Janet (Jenny) Armstrong (9 May 1903 - 20 November 1985) was a shepherd who became the focus of Scottish artist  Victoria Crowe's work.  After she retired she continued to keep a small flock, and this was when Victoria Crowe moved next door and they became friends.  Between 1970 and 1985 Crowe produced more than 50 paintings and drawings of Armstrong's retirement years, showing her journey through the final 15 years of life.  Crowe's paintings and drawings were put on view at an exhibition entitled 'A Shepherd's Life' at the Scottish National Portrait Gallery in 2000 which attracted more than 30,000 visitors.

Early life 
Janet (Jenny) Armstrong was born at the Farm of Fairliehope in Carlops on 9 May 1903 to Margaret (Maggie) Carruthers and Andrew Armstrong. Armstrong attended school at Nine Mile Burn, and started her farming career as a child, with her first lambing taking place at the age of nine.

Career 
By the time she was in her twenties, Armstrong was looking after a large hill herd in the Pentland Hills.
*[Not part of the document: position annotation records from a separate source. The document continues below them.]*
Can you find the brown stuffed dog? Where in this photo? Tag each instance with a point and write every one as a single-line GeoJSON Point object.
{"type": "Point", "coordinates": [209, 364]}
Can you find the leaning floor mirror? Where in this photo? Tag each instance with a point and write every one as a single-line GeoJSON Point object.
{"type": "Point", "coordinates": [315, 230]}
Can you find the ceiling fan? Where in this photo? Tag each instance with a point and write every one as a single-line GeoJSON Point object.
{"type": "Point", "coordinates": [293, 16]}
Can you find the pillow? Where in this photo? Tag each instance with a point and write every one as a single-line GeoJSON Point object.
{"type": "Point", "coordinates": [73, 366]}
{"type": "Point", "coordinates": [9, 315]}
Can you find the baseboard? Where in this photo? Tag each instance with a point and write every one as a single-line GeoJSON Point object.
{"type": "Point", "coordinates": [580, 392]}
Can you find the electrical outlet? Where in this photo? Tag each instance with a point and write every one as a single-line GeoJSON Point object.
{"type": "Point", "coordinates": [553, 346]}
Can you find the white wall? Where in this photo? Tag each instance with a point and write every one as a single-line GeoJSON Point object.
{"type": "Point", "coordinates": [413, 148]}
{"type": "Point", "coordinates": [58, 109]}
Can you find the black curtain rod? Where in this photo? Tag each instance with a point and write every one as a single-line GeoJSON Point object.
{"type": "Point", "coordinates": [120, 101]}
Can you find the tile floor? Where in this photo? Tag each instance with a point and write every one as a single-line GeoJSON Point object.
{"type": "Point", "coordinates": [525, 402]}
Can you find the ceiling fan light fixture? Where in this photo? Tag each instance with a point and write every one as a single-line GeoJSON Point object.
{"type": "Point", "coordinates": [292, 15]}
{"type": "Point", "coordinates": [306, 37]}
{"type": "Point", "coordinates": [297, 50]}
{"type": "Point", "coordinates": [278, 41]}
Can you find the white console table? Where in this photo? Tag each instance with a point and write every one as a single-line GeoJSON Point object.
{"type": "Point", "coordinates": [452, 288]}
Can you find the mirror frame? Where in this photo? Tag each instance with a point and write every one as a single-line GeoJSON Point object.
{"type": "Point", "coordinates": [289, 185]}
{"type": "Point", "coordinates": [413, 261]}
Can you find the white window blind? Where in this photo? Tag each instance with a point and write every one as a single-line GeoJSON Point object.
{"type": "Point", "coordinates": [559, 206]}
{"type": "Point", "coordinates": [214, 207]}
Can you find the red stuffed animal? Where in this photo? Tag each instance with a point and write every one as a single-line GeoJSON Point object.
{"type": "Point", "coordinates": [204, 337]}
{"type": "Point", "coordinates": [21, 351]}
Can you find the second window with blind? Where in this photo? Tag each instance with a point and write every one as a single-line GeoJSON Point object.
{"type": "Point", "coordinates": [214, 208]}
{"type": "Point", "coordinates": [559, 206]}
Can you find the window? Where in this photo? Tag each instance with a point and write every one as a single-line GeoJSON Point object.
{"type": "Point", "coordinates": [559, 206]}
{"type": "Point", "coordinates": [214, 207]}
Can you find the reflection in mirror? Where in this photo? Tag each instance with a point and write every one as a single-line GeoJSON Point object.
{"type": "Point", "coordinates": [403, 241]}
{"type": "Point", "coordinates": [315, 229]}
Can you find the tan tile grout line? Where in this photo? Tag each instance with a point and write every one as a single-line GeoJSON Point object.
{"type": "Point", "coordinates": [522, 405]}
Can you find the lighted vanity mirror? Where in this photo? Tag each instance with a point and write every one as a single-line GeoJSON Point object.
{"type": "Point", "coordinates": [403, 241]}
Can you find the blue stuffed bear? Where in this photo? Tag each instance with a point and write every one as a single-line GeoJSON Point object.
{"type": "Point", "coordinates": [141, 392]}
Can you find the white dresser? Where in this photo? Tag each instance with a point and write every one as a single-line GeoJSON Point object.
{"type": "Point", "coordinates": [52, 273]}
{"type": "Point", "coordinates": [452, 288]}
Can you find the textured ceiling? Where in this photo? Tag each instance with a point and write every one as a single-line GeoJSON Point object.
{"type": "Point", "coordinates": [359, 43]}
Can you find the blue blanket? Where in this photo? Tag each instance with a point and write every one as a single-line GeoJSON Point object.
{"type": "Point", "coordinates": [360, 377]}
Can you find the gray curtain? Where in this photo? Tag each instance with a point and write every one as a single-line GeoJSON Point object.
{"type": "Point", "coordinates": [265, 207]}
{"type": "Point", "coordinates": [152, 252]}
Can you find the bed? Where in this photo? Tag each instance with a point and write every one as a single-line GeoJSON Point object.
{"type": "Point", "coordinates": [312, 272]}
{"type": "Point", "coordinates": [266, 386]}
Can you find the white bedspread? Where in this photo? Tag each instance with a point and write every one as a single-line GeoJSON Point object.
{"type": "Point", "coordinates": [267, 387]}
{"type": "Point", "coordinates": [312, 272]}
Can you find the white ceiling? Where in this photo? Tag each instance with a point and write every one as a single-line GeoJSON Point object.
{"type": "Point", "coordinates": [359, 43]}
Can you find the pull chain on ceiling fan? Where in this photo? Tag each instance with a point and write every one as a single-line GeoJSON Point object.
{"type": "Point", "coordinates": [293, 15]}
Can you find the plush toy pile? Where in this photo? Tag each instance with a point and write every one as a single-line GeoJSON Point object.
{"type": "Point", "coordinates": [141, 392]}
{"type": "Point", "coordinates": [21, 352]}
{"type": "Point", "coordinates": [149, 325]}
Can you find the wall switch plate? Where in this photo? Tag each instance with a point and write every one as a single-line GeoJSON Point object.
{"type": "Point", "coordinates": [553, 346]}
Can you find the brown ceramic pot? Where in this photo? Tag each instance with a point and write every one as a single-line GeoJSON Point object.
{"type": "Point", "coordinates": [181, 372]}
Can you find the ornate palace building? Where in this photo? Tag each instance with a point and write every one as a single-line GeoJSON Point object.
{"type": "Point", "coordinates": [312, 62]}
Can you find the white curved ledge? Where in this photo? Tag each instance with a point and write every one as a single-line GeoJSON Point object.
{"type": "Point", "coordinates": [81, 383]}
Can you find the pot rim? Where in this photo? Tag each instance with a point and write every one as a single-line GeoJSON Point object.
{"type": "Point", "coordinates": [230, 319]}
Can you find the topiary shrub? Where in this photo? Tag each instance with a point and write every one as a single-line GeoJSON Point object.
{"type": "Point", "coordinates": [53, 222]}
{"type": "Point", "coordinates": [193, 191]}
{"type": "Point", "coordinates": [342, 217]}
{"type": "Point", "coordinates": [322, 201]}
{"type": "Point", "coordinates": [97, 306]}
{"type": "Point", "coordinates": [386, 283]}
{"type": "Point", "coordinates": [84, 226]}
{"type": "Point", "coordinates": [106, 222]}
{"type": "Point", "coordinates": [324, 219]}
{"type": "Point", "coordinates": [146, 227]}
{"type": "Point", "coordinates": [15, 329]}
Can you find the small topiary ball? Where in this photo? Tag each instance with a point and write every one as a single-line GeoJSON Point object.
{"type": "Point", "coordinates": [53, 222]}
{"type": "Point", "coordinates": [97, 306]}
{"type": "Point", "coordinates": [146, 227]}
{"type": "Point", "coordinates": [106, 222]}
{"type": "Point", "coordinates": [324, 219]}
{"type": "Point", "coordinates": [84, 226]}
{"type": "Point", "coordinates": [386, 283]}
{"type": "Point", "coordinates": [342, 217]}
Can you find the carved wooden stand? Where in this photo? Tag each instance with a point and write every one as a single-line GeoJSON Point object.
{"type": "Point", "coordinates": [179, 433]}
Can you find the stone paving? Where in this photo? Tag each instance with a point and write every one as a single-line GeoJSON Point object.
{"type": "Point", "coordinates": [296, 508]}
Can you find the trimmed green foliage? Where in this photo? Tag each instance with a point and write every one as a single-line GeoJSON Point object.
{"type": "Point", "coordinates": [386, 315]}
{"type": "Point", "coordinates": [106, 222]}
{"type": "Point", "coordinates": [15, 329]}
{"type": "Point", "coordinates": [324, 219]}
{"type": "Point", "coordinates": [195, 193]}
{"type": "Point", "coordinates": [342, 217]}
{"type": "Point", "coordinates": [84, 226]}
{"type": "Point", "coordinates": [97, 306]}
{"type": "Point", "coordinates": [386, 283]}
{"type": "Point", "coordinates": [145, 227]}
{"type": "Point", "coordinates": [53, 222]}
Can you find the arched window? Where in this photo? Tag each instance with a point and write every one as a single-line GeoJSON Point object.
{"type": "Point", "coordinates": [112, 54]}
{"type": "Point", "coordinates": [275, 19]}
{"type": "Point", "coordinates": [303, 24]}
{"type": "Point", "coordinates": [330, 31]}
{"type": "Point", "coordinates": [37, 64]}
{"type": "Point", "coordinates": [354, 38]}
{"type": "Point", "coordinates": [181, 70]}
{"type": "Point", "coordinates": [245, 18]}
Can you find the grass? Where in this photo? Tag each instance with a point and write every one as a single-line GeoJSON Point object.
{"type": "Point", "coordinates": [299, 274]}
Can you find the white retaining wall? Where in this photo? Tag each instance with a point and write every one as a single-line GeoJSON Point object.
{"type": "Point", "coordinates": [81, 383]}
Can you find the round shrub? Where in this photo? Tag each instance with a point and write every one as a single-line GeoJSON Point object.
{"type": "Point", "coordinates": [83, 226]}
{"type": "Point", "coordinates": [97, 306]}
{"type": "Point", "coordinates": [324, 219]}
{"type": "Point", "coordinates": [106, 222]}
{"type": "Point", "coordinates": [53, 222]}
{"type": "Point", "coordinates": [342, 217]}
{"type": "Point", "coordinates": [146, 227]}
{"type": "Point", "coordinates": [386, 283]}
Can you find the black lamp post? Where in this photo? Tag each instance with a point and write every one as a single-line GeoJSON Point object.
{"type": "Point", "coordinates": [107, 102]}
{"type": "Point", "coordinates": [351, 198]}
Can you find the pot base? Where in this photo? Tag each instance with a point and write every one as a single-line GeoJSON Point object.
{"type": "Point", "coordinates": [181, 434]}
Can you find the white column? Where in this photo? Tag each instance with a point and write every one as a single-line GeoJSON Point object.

She spent her entire career and life as a hill shepherd, working in bleak conditions.  She moved to the remote hamlet of Kittleyknowe in 1940s, living in Monk's Cottage and remained there for the rest of her life.

Retirement and death 
Armstrong retired in the 1970's and it was then that artist Victoria Crowe moved in next door.  They became friends and Crowe then began capturing Armstrong's life. 

Armstrong passed away on 20 November 1985.